Small sample size, which can impact the generalizability of the results, The findings may not accurately represent the broader population, and there may be challenges in detecting significant associations or relationships between variables.
Conclusion
In conclusion, the findings of this study shed light on the barriers and determinants that impact the attendance of postnatal consultations in Northwestern Syria. The results emphasize the significance of considering contextual factors, including the influence of the ongoing conflict on the healthcare system and the role of sociocultural norms. These findings underline the need to develop targeted interventions that address these factors to enhance the utilization of postnatal care services. By identifying the specific factors that influence both doers and non-doers, strategies can be formulated to improve postnatal care attendance. This may include interventions that address health literacy gaps and increase awareness about the importance of postnatal care among women and their families. Additionally, efforts should be made to address the challenges posed by the conflict and sociocultural norms.
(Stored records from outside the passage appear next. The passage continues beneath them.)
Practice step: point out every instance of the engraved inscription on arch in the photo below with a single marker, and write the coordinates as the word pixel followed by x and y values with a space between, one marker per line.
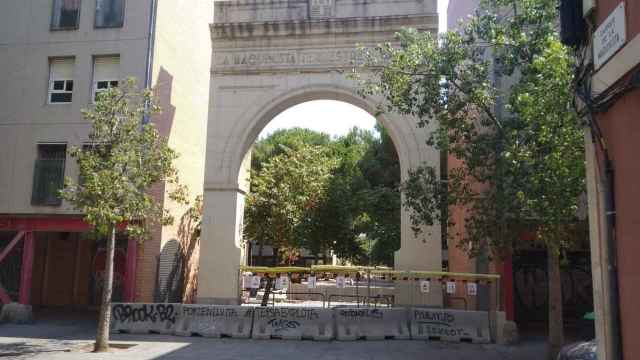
pixel 285 59
pixel 321 9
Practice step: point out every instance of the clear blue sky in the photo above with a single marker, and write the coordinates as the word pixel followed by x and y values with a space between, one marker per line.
pixel 329 116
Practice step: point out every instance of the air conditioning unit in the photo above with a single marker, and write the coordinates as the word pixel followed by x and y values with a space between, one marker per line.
pixel 587 7
pixel 572 24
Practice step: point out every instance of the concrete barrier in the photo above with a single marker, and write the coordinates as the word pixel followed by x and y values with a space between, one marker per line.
pixel 16 313
pixel 293 323
pixel 215 321
pixel 140 318
pixel 450 325
pixel 372 324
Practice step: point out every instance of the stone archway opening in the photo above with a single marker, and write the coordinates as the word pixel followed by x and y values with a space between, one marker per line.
pixel 365 198
pixel 267 58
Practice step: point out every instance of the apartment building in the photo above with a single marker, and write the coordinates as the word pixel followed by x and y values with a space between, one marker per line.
pixel 55 56
pixel 607 33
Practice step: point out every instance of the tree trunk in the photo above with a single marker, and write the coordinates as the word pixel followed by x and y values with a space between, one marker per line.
pixel 556 326
pixel 275 257
pixel 102 336
pixel 260 250
pixel 267 291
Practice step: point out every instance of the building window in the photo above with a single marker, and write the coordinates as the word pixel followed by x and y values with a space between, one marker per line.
pixel 106 72
pixel 48 176
pixel 61 80
pixel 66 14
pixel 109 13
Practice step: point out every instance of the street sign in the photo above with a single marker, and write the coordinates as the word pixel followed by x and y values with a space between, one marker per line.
pixel 609 37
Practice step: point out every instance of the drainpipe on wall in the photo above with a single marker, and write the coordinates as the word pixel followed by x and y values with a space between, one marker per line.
pixel 153 9
pixel 612 259
pixel 608 236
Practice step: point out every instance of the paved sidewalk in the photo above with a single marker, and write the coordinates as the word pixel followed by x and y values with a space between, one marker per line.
pixel 72 339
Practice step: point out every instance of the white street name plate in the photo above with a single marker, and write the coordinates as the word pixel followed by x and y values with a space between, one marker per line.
pixel 609 37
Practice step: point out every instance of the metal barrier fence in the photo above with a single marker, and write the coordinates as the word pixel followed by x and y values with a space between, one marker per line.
pixel 354 286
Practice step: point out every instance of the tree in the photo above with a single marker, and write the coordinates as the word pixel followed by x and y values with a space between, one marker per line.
pixel 360 198
pixel 283 192
pixel 379 200
pixel 518 140
pixel 126 157
pixel 276 143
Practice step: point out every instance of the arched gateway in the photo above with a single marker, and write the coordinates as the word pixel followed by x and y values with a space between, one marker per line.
pixel 269 55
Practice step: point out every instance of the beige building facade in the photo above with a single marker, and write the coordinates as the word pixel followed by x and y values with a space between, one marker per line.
pixel 55 56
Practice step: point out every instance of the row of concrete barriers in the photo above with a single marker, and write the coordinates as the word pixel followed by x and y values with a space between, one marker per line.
pixel 297 323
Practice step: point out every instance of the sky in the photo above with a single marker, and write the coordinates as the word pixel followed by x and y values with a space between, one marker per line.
pixel 332 117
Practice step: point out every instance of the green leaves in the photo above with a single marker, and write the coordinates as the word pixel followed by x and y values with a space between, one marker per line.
pixel 124 160
pixel 348 192
pixel 501 94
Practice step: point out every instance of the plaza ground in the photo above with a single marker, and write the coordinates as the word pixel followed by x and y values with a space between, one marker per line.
pixel 71 336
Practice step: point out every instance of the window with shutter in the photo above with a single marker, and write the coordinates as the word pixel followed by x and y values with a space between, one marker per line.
pixel 65 15
pixel 60 80
pixel 109 13
pixel 48 176
pixel 106 72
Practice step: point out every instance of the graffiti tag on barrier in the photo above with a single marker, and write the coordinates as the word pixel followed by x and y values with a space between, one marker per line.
pixel 438 323
pixel 211 312
pixel 283 325
pixel 144 313
pixel 362 313
pixel 287 313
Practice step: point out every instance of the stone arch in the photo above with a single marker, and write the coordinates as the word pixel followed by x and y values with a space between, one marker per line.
pixel 322 92
pixel 266 59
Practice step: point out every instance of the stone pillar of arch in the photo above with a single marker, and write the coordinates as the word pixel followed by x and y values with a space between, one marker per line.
pixel 269 56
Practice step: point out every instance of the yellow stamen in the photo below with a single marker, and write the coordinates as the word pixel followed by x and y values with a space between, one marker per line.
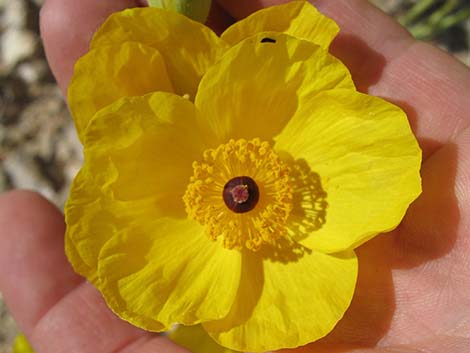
pixel 266 222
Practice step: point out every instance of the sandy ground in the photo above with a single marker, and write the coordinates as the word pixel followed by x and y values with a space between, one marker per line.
pixel 38 146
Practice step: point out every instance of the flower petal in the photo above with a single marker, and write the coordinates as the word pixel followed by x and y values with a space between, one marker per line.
pixel 299 19
pixel 195 339
pixel 138 161
pixel 168 271
pixel 108 73
pixel 286 304
pixel 257 86
pixel 188 47
pixel 368 160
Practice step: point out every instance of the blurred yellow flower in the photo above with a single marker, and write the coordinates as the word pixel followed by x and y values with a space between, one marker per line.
pixel 21 345
pixel 228 180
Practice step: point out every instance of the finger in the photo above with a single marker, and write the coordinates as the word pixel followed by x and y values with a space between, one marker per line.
pixel 34 272
pixel 385 61
pixel 67 27
pixel 55 308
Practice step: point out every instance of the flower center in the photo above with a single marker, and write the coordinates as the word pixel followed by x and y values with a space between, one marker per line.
pixel 241 194
pixel 240 191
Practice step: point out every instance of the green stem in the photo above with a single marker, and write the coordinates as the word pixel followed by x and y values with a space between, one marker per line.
pixel 197 10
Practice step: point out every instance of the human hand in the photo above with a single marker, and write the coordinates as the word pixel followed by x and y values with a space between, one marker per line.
pixel 413 283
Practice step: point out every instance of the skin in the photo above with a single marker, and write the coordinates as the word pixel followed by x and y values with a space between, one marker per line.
pixel 412 293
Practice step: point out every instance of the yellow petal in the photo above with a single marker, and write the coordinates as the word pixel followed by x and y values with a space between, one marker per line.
pixel 167 271
pixel 188 47
pixel 258 86
pixel 195 339
pixel 136 164
pixel 296 18
pixel 108 73
pixel 364 151
pixel 21 345
pixel 287 302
Ultimately, the implementation of effective interventions to improve postnatal care attendance has the potential to positively impact maternal and child health outcomes in the region. By addressing the barriers and determinants identified in this study, healthcare systems can work towards enhancing access to quality postnatal care services, leading to improved health outcomes for women and their newborns in Northwestern Syria.
Declarations
Ethics approval and consent to participate:
Participants were assigned codes that were used throughout the data collection and management process to maintain congeniality. Idlib and Aleppo Health directorates approved this study before the initiation of any study procedures. All participants gave informed consent before any study procedures.
Competing interests
There are no competing interests
Funding
This study was funded by the AFAQ organization.
Acknowledgments
We would like to express our gratitude to AFAQ for providing the financial support that made this study possible. We are also thankful to the participants for their cooperation and willingness to be part of this research. Special thanks go to Dr. Katham Saati and to research assistants for their valuable contributions to data collection. We would also like to acknowledge the health directorates for permitting us to conduct the study.